Amor a la Verdad. La familia, según el orden del amor
Amor que se traduce en estudiarla, superando ignorancias y prejuicios, y disponerse humildemente a ser ayudado, e incluso, corregido.
Carta de los Derechos de la Familia, documento emitido por la Sede Apostólica, cumplirá su 30º aniversario este año.
Si no nos podemos explicar la vida como exclusivo fruto del logro y voluntad personales, sino que siempre descubrimos a personas que han contribuido y colaborado no sólo para que existiéramos sino para tener esta u otra vida, es cierto que tampoco nos proyectamos ahora ni en el futuro de forma aislada. Mi ser no se explica sin la intervención de mi padres y, en última instancia, del Creador –sólo él puede crear de la nada mi alma espiritual, que es, por eso, absolutamente única y singular. En efecto, es un hecho que los demás son fundamentales en nuestra vida, de alguna forma los necesitamos. Pero también es verdad que tal necesidad no explica ni agota del todo nuestras relaciones con los demás, en cuyo caso correríamos el riesgo de vivir con los demás sólo por el interés de la sobrevivencia.
Esto es el reflejo de una verdad muy profunda del ser humano, y es que precisamente por nuestra dignidad de personas las relaciones, aun necesarias, con los demás, no pueden reducirse a un mero intercambio instrumental de mercancías o servicios. No somos un homo economicus sino personas hechas para trascenderse a sí mismas en la comunión interpersonal. Por eso, la manera en que esas relaciones responde mejor al valor de la persona con toda su dignidad es la de gratuidad y del amor desinteresado.
No es fácil amar y ser amados desinteresadamente, por eso tendemos a hacer valer ante los demás nuestros méritos personales para ser valorados positivamente. Pero esto último hace consistir nuestro valor en algo que podemos lograr o que podemos perder –un puesto, el dinero, un título. De nuevo existe un riesgo, esta vez el de la apariencia y el engaño, que tampoco deja lugar a la gratuidad. Por las características que buscamos tal relación parece responder a lo que Tomás de Aquino, siguiendo a Aristóteles, denomina verdadera amistad o amistad entre los buenos. En efecto, se la puede identificar a través de cinco condiciones que seta amistad cumple: cada amigo quiere que su amigo exista, quiere además su bien y lo procura con hechos concretos, convive con él en armonía y paz, y se de unión de sentimientos hasta el punto de alegrarse o entristecerse cuando el amigo se alegra o entristece (Suma Teológica, II-IIa, q. 25, a. 7, in c).

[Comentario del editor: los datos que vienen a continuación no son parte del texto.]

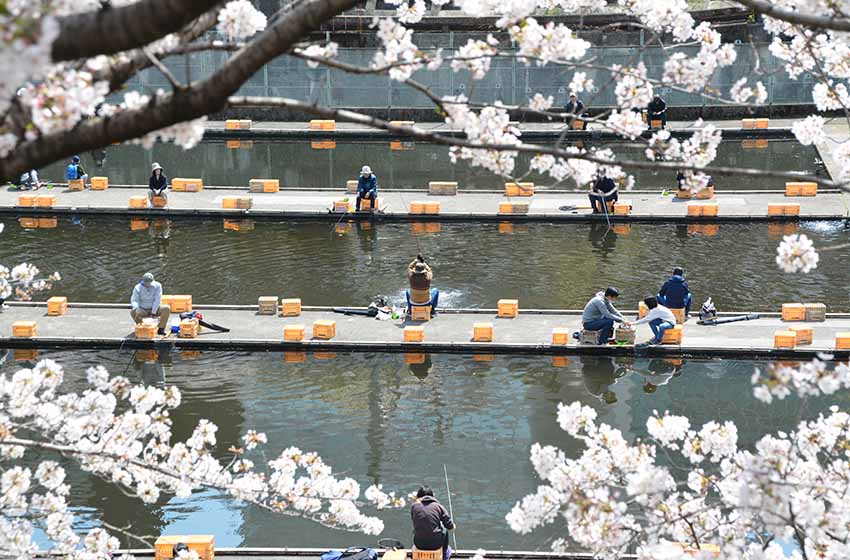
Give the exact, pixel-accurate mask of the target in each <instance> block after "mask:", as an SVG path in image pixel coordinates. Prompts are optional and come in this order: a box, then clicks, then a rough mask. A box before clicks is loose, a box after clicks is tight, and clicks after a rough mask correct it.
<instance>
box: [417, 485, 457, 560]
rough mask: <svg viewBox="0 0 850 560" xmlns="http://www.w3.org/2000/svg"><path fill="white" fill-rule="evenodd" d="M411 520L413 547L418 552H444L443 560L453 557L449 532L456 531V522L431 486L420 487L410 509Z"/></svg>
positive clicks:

Y sin embargo, si ésta es la manera en que crecemos más plenamente como personas debe existir una instancia natural que la favorezca. ¿Y cuál es el lugar natural en que podemos amar y ser amados por los demás no por los beneficios que aportemos o por las necesidades que se satisfacen sino por lo que somos? ¿Cuál es el lugar que más puede favorecer la verdadera amistad por la que se quiere al amigo como un bien y se quiere su bien por sí mismo?
Por eso, el amor a la verdad es condición para cualquier otro amor: no se puede amar lo que no se conoce, y el que ama quiere profundizar siempre más en la verdad de su amado. Amar la verdad hace posible amar de verdad.
El que ama la verdad quiere ayudar a salir a los que viven en la falsedad o el error y por eso les corrige. Desde esta actitud, la corrección cobra un cariz positivo: como ayuda en el camino de la madurez personal.
Así, pues, amar la verdad no sólo implica estudiarla superando ignorancias y prejuicios, sino también contar con la disposición humilde del que puede ser ayudado, e incluso, corregido, en el camino hacia la verdad.